Tuesday 6 November 2012

Bigger index cycles warning of trouble

Whilst the main indexes are trading a mere 4% from the QE3 spike highs, the bigger index cycles continue to warn of trouble into year end. The weekly charts suggest a brief move as low as sp'1345/20, whilst the monthly charts suggest sp'1200/1175, the latter of which would probably equate to VIX back into the 30s, if not 40s.


sp'weekly2, rainbow



sp'monthly, rainbow


Summary

With Monday being a somewhat choppy day, Mr Market is clearly waiting to find a direction. Once we get past the election, the market will surely have chosen whether to break >1440..and proceed to new index highs, or..to have broken 1400...and take a swift trip to the low 1300s.

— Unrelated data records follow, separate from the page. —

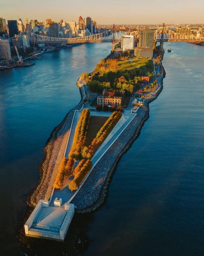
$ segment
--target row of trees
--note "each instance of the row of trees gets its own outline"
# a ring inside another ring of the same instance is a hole
[[[83,148],[82,153],[83,158],[91,158],[96,150],[102,144],[121,116],[121,111],[114,111],[113,112],[98,132],[91,144],[88,147],[85,146]]]
[[[69,189],[71,191],[76,190],[80,186],[92,166],[91,161],[83,159],[78,163],[73,173],[74,178],[69,184]]]
[[[74,163],[73,158],[69,158],[68,160],[66,157],[62,158],[54,182],[53,186],[55,188],[60,189],[62,185],[65,175],[70,176],[71,174]]]
[[[82,148],[86,143],[90,115],[88,109],[83,109],[76,128],[72,146],[69,153],[69,158],[77,160],[81,158]]]
[[[112,104],[110,108],[109,108],[108,106],[105,104],[103,105],[103,106],[102,106],[101,104],[98,104],[96,106],[96,109],[97,111],[102,111],[103,110],[104,111],[108,111],[108,110],[110,110],[111,112],[114,112],[116,110],[122,112],[123,109],[121,105],[119,105],[116,108],[116,106]]]

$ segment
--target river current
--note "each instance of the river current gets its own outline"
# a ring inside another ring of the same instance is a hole
[[[17,237],[45,144],[79,102],[80,74],[91,71],[111,46],[83,44],[0,72],[1,255],[20,254]],[[76,214],[64,243],[26,238],[28,256],[204,254],[204,47],[164,47],[163,90],[121,159],[104,204]],[[76,249],[71,238],[83,246]]]

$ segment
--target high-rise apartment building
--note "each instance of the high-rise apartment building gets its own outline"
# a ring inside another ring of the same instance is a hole
[[[154,48],[155,32],[148,29],[139,29],[139,47]]]
[[[0,59],[11,58],[11,49],[8,40],[0,39]]]
[[[6,19],[0,18],[0,36],[1,36],[3,34],[6,34]]]
[[[9,27],[10,37],[12,37],[14,36],[15,35],[19,34],[17,20],[8,20],[8,26]]]
[[[121,48],[123,51],[134,49],[134,36],[132,35],[122,35],[121,41]]]
[[[18,29],[20,32],[22,32],[24,31],[23,22],[21,19],[19,19],[18,22]]]
[[[35,22],[33,19],[31,20],[31,29],[33,29],[33,28],[35,26]]]
[[[59,37],[58,24],[57,23],[52,23],[49,24],[49,36]]]
[[[93,31],[93,29],[92,29],[92,26],[93,26],[91,22],[91,18],[90,17],[87,17],[87,19],[86,19],[86,25],[87,29],[89,29],[89,32],[91,33],[92,31]]]
[[[63,33],[64,38],[71,38],[72,35],[71,31],[69,29],[65,29]]]
[[[30,47],[30,40],[29,37],[27,35],[23,35],[22,36],[23,41],[23,46]]]
[[[76,33],[77,32],[76,22],[74,21],[68,21],[67,23],[67,29],[69,29],[74,36],[76,36]]]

Rather than getting lost in such daily noise though, I remain trying to view things from a bigger perspective. The weekly charts do suggest if we can get a daily close under the key cycle low of sp'1397, then we should see a further 4-6% decline across a few days.

My best guess is that if we see the lower 1300s, we'll then see a bounce back to 1400/25, before a much more severe drop. A close parallel is the pattern from summer 2011.




I will continue to keep noting, the bears are yet to put in a lower high on the bigger weekly/monthly charts. Until we see a break lower, a bounce, and THEN a lower high, any potential collapse wave (like May'2010 or July/August 2011) seems very unlikely.